Foundation Trust Network director Sue Slipman said tariffs looked increasingly likely to be used to support wider policy objectives.

'Payment by results can be used to good effect to encourage particular behaviours in trusts, such as increasing choice in maternity. However, it has to be remembered that unless price reflects costs it can lead to inefficiencies. Too many price signals of this kind could confuse the system and therefore have unintended consequences.'

Financial experts said using PbR to drive changes in behaviour was a sign of things to come.

York University professor of health economics Alan Maynard said: 'I think it is quite clear the Department of Health wants to use normative pricing to try and change people's behaviours.'

The payment by results tariff is based on the average cost of a procedure, known as a reference cost, but normative pricing could be based on the cost of procedures at hospitals that combine efficiency with good clinical outcomes.

Professor Maynard said: 'They might start putting financial pressure on trusts by setting a tariff at the average of the cheapest 25 per cent of hospitals. There is a clear intention to move into normative pricing.'

HSJ finance columnist Noel Plumridge said normative pricing could bring benefits.
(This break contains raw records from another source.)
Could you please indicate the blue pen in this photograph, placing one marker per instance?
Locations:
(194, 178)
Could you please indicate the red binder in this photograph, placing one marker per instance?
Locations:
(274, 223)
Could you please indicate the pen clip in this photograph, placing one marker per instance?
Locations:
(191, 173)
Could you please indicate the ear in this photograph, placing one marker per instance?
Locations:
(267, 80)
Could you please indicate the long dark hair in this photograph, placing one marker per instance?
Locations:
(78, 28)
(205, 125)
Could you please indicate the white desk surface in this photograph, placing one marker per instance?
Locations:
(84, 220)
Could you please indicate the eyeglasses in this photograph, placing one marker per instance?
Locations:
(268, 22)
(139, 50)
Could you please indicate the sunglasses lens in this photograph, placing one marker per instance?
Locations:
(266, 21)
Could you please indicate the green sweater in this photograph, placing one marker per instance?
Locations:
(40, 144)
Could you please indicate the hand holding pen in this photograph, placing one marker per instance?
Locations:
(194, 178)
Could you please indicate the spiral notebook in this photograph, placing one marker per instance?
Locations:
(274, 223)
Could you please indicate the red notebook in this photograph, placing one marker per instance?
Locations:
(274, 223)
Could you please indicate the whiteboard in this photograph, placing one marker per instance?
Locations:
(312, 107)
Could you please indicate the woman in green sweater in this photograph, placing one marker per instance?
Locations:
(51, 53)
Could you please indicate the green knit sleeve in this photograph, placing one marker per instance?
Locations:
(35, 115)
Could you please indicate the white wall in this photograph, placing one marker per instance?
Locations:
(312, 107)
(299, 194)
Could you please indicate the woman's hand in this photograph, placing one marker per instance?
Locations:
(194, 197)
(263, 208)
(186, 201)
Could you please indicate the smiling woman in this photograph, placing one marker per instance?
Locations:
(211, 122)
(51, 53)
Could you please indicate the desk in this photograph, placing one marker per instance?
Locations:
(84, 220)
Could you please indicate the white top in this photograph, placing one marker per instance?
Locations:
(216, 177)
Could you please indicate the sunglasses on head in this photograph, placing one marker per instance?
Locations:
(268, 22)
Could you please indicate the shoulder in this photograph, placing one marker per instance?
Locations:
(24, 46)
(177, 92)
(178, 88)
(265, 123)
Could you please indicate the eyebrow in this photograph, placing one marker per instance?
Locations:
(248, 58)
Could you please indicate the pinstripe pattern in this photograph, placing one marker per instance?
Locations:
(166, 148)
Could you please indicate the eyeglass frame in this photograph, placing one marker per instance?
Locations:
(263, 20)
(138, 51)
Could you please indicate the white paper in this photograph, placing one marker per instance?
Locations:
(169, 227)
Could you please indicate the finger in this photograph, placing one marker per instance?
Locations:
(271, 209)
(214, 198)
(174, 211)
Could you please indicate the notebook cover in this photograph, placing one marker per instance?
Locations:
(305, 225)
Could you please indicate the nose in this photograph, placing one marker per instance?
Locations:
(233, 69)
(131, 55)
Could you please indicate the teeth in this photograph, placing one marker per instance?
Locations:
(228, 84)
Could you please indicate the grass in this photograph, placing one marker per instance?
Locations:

'There's no reason why price should be the average cost. It's not necessarily the right cost, and calculating reference costs is becoming an industry in itself. Why not choose a few organisations that are performing really well and use their costs to set the price for everyone?'

Mr Plumridge said normative tariffs could be used to create incentives to treat people in the community. 'For instance, charging the same price for procedures in a polyclinic setting would give a clear incentive for their use, as commissioners would keep the savings.'

The consultation document, Options on the Future of Payment by Results, says that in 2010-11 the DoH will consider a further extension of normative pricing.